Em relação ao Plano Mansueto, os governadores esperam que possa permitir a liberação de R$ 10 bilhões aos Estados com déficit fiscal mais grave e outros R$ 5 bilhões aos com dificuldades moderadas. A proposta, reconhece o governador, “abre espaço de crédito vinculado a metas fiscais e permite tanto equilíbrio fiscal quanto a capacidade de investimento maior”.

Outra proposta

Que está listada no acordo é a que permite o bônus de assinatura dos contratos da cessão onerosa de gás e petróleo. A previsão de leilão da União é em setembro e pode gerar R$ 104 bilhões, sendo R$ 34 bilhões para a Petrobras e R$ 70 bilhões aos Estados e municípios. “Deste valor, há o compromisso do governo federal de colocar R$ 4 bilhões para pagamento da Lei Kandir, que beneficia principalmente Estados de maior exportação, e R$ 21 bilhões para todos os Estados, sendo R$ 10,5 bi para as 27 unidades da federação e outros R$ 10,5 bi para municípios”, relata o governador do Piauí.

Por fim, os governadores aguardam para até o fim de setembro também a aprovação do fundo social da cessão onerosa. Dias explica que a União optou por ceder parte dos royalties do petróleo de maneira escalonada, começando com 30% em 2020, e os outros 70% pagos ao longo de oito anos. “Começa com mais ou menos R$ 3,8 bilhões, sendo metade para Estados e metade a municípios.”

VEJA QUE:

“O que é que tem de novo em tudo isso: as 27 unidades da federação pactuaram que todas essas receitas novas terão a destinação priorizada para [cobrir] déficit da Previdência e investimento. E o que é que isso tem de bom: garante equilibrio fiscal e aumento da capacidade de investimentos”, reflete Dias, professoralmente.

O petista não demonstra nenhum desconforto em atuar nestas negociações e ser um quadro da oposição. Ele afirma que em relação à reforma tributária, por exemplo, conversou longamente com a presidente do PT, Gleisi Hoffmann, para apontar a visão dos governadores sobre as propostas em tramitação no Congresso. Existe a compreensão da esquerda, alega, de que governadores e prefeitos “precisamos ter a coragem de defender aquilo que permite governabilidade e a governança”.

Dias vê como saldo negativo da reforma da Previdência a retirada dos Estados e municípios.
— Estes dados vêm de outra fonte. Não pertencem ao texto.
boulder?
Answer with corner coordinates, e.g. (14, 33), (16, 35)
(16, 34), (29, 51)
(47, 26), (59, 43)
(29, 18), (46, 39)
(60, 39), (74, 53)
Disse que sem este compromisso os governadores de oposição não viram sentido em “tensionar” as relações com seus partidos, já que não teriam nenhum benefício. Os erros do passado e as distorções do sistema previdenciário impedem, reforça Dias, que R$ 200 bilhões da União, Estados e municípios sejam destinados a investimentos. Por isso, “Essa é a grande crise do país hoje.”

Além da construção de consensos para a reforma tributária, outra proposta negociada é a criação de um imposto sobre jogos eletrônicos que poderia financiar o Fundo Nacional de Segurança Pública, com capacidade de geração de receita de aproximadamente R$ 16 bilhões/ano.

Uma mão segurando uma caneta aponta para um documento financeiro com números e porcentagens, ao lado de uma calculadora, ilustrando como os estados e o congresso planejam criar um imposto.

POR FIM:

“É outra pauta que estamos trabalhando e que, segundo Davi e Maia, vai ser priorizado no Congresso, junto com a tributária.”